0010: Race Condition Prevention Strategy¶
Date: 2025-10-15 (originally planned), Updated 2025-11-14 (Phase 1b implementation) Phase: 1b (Peer Discovery and Connection) Status: 🔄 Partially Superseded (MAC delay removed in Phase 6q; error 523 handling retained) Type: Architecture
Note: MAC-based scan delay (Component #5) removed in AD042 (Phase 6q, November 29, 2025). Battery-based role assignment (Phase 1c) provides superior symmetry breaking, making the MAC delay unnecessary.

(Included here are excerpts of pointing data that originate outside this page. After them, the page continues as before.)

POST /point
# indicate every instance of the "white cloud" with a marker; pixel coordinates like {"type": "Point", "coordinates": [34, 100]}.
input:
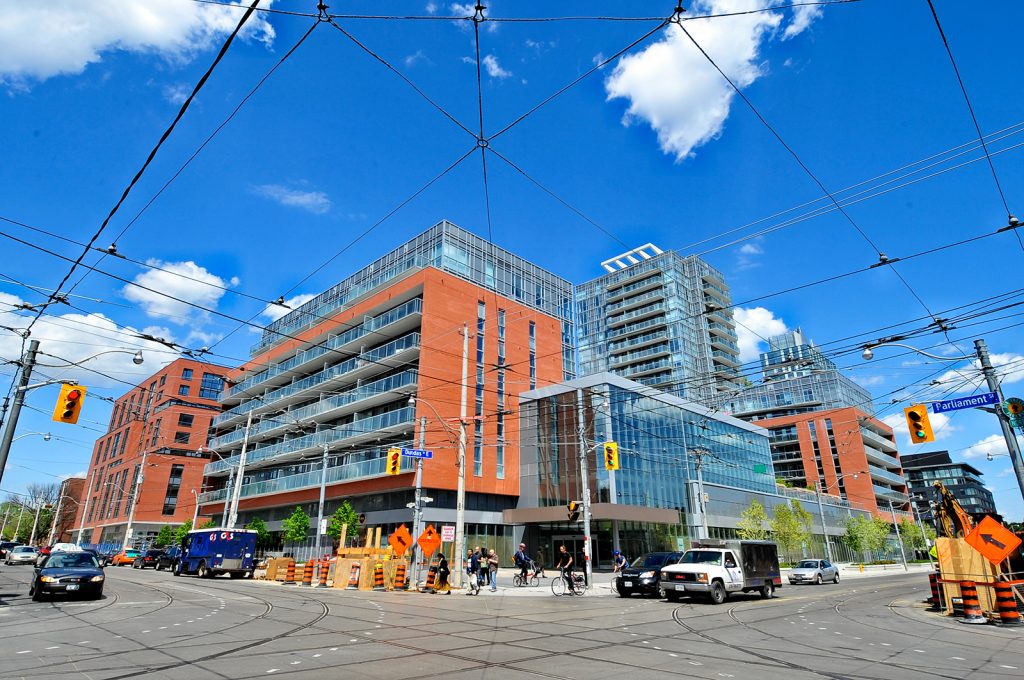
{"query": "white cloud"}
{"type": "Point", "coordinates": [274, 311]}
{"type": "Point", "coordinates": [753, 325]}
{"type": "Point", "coordinates": [78, 338]}
{"type": "Point", "coordinates": [940, 425]}
{"type": "Point", "coordinates": [185, 281]}
{"type": "Point", "coordinates": [62, 37]}
{"type": "Point", "coordinates": [494, 69]}
{"type": "Point", "coordinates": [314, 202]}
{"type": "Point", "coordinates": [672, 87]}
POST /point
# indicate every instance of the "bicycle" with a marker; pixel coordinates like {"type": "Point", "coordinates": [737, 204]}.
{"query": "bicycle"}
{"type": "Point", "coordinates": [530, 579]}
{"type": "Point", "coordinates": [559, 587]}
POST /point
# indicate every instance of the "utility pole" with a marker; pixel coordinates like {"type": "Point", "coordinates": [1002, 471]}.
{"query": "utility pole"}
{"type": "Point", "coordinates": [584, 486]}
{"type": "Point", "coordinates": [899, 539]}
{"type": "Point", "coordinates": [460, 506]}
{"type": "Point", "coordinates": [28, 362]}
{"type": "Point", "coordinates": [237, 486]}
{"type": "Point", "coordinates": [1008, 429]}
{"type": "Point", "coordinates": [821, 513]}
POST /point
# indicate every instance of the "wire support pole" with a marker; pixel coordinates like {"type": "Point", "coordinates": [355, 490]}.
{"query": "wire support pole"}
{"type": "Point", "coordinates": [28, 362]}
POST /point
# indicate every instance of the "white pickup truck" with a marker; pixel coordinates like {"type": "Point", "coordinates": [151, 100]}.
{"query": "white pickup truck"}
{"type": "Point", "coordinates": [716, 568]}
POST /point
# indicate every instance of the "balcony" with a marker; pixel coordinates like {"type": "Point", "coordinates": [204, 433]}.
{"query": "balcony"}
{"type": "Point", "coordinates": [375, 360]}
{"type": "Point", "coordinates": [635, 287]}
{"type": "Point", "coordinates": [633, 302]}
{"type": "Point", "coordinates": [357, 431]}
{"type": "Point", "coordinates": [637, 314]}
{"type": "Point", "coordinates": [398, 320]}
{"type": "Point", "coordinates": [311, 479]}
{"type": "Point", "coordinates": [358, 398]}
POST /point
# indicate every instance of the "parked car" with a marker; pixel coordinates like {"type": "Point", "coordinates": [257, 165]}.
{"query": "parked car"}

Error 523 handling and fallback peer identification logic remain valid and in use.
Summary (Y-Statement)¶
In the context of simultaneous device power-on causing peer discovery race conditions, facing risks of both devices connecting simultaneously (error 523) or connection before scan event, we decided for simultaneous advertising + scanning with graceful error handling and MAC-based delay, and neglected random startup delays or connection retry loops, to achieve fast peer discovery (~1-2 seconds) with deterministic race condition resolution, accepting complexity of dual-path peer identification and connection initiator tracking.
Problem Statement¶
When both devices power on simultaneously, both attempt to connect to each other, creating race conditions:
- Both devices initiate connection simultaneously
- Result:
BLE_ERR_ACL_CONN_EXISTS(error code 523) -
One connection succeeds, other fails with ACL error
-
Connection event arrives before scan event is processed
- Peer address not yet saved from scan response
-
Cannot identify connection as "peer device" vs "mobile app"
-
Ambiguous role assignment
- Which device is SERVER (connection initiator)?
- Which device is CLIENT (connection acceptor)?
How do we: - Handle simultaneous connection attempts gracefully? - Identify peer device when connection arrives before scan event? - Assign roles deterministically (SERVER vs CLIENT)?
Context¶
Race Condition Scenarios¶
Scenario 1: Perfect Timing (Both Connect Simultaneously)
Time 0ms: Both devices start advertising + scanning
Time 1500ms: Device A discovers Device B
Time 1500ms: Device B discovers Device A (same moment)
Time 1600ms: Device A calls ble_gap_connect()
Time 1600ms: Device B calls ble_gap_connect() (same moment)
Result: One succeeds, other gets BLE_ERR_ACL_CONN_EXISTS (523)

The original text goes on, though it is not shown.